Foamix Pharmaceuticals Ltd. (NASDAQ:FOMX)
Q3 2016 Results Earnings Conference Call
November 16, 2016 8:30 a.m. ET
Michael Wood - IR, LifeSci Advisors
Dov Tamarkin - Chief Executive Officer
David Domzalski - President, US Subsidiary
Ilan Hadar - Chief Financial Officer
Louise Chen - Guggenheim
Morgan Williams - Barclays Capital
Ken Cacciatore - Cowen and Company
Good day and welcome to the Foamix Pharmaceuticals Third Quarter 2016 Earnings Call. Today’s conference is being recorded. And at this time, I would like to turn it over to Mr. Michael Wood of LifeSci Advisors. Please go ahead.
Thank you, operator, and thank you all for participating in today’s conference call. Last night, Foamix released financial results and provided a business update for the third quarter ended September 30, 2016. If you did not yet receive the press release, it’s available on the Investor Relations page of the Foamix Web site at foamixpharma.com. This call is being recorded and webcast and a replay will be available on the company’s Web site for the next two weeks.
Before we begin, the company would like to remind you that some of the information contained in the news release and on the conference call contain forward-looking statements that involve risks, uncertainties and assumptions that are difficult to predict. Words that express and reflect optimism, satisfaction with current progress, prospects or projections, as well as words such as believe, intend, expect, plan, anticipate and similar variations identify forward-looking statements but their absence does not mean that the statement is not forward-looking.
Such forward-looking statements are not a guarantee of performance and the company’s actual results could differ materially from those contained in such statements. Several factors that could cause or contribute to such differences are described in detail in the Foamix’s filings with the SEC. These forward-looking statements speak only as of the date of today’s press release and the conference call, and the company undertakes no obligation to publicly update any forward-looking statements or supply new information regarding the circumstances after the date of the release and conference call.
Participating in today’s call are Dr. Dov Tamarkin, Chief Executive Officer of Foamix, Dave Domzalski, President of Foamix’s U.S. Subsidiary, and Ilan Hadar, Chief Financial Officer of the company.
With that, I would like to turn the call over to Dr. Tamarkin. Dov, please go ahead.
Thank you, Michael, and good morning to everyone joining our call today. We appreciate the opportunity to review our third quarter financials and provide you with a corporate update.
So far, 2016 has been a very successful year for Foamix and we continue to make progress quarter by quarter and in the recent weeks on clinical, operational and financial fronts. Foamix has a pipeline of proprietary, innovative and differentiated foam-based topical drugs for dermatological conditions that are in various stages of clinical development. There are two recent and most important developments that I would like to highlight.
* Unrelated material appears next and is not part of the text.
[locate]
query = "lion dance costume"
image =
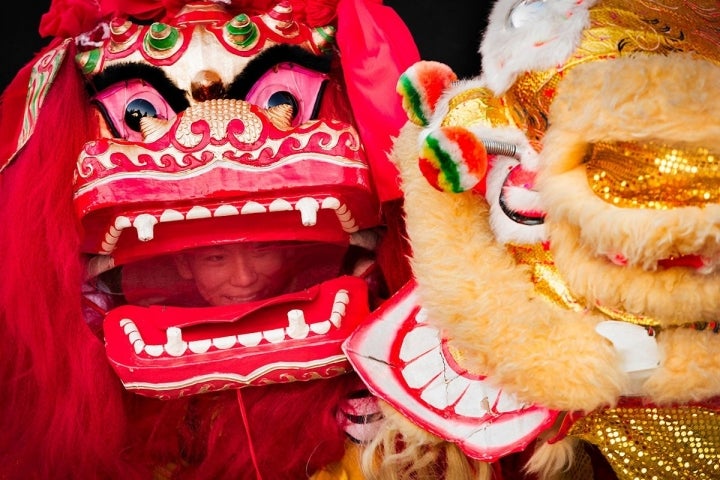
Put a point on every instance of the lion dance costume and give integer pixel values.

First, I am very pleased to announce today that we have reached target enrollment in the Phase III program for our minocycline foam 4%, FMX101, which is in the clinic for moderate to severe acne. We are very pleased by how this trial has been progressing and our goal remains to have top end results in the third quarter -- sorry, in the first half of 2017. Second, in September, we announced positive Phase II clinical data on FMX103, a minocycline foam with different concentrations of the active agent in patients with moderate to severe rosacea.
FMX103 demonstrated clinically meaningful and statistically significant efficacy in treating moderate to severe rosacea and it appeared to be safe and well-tolerated. This data are important not just for this program, but they also provide further validation of our foam-based technology platform. Of note, the mainstay therapy for both moderate to severe acne and moderate to severe rosacea is the [oral] [ph] antibiotics, minocycline and doxycycline. If approved, FMX101 and FMX103 are likely to be the first topical forms of minocycline to be used for this indication.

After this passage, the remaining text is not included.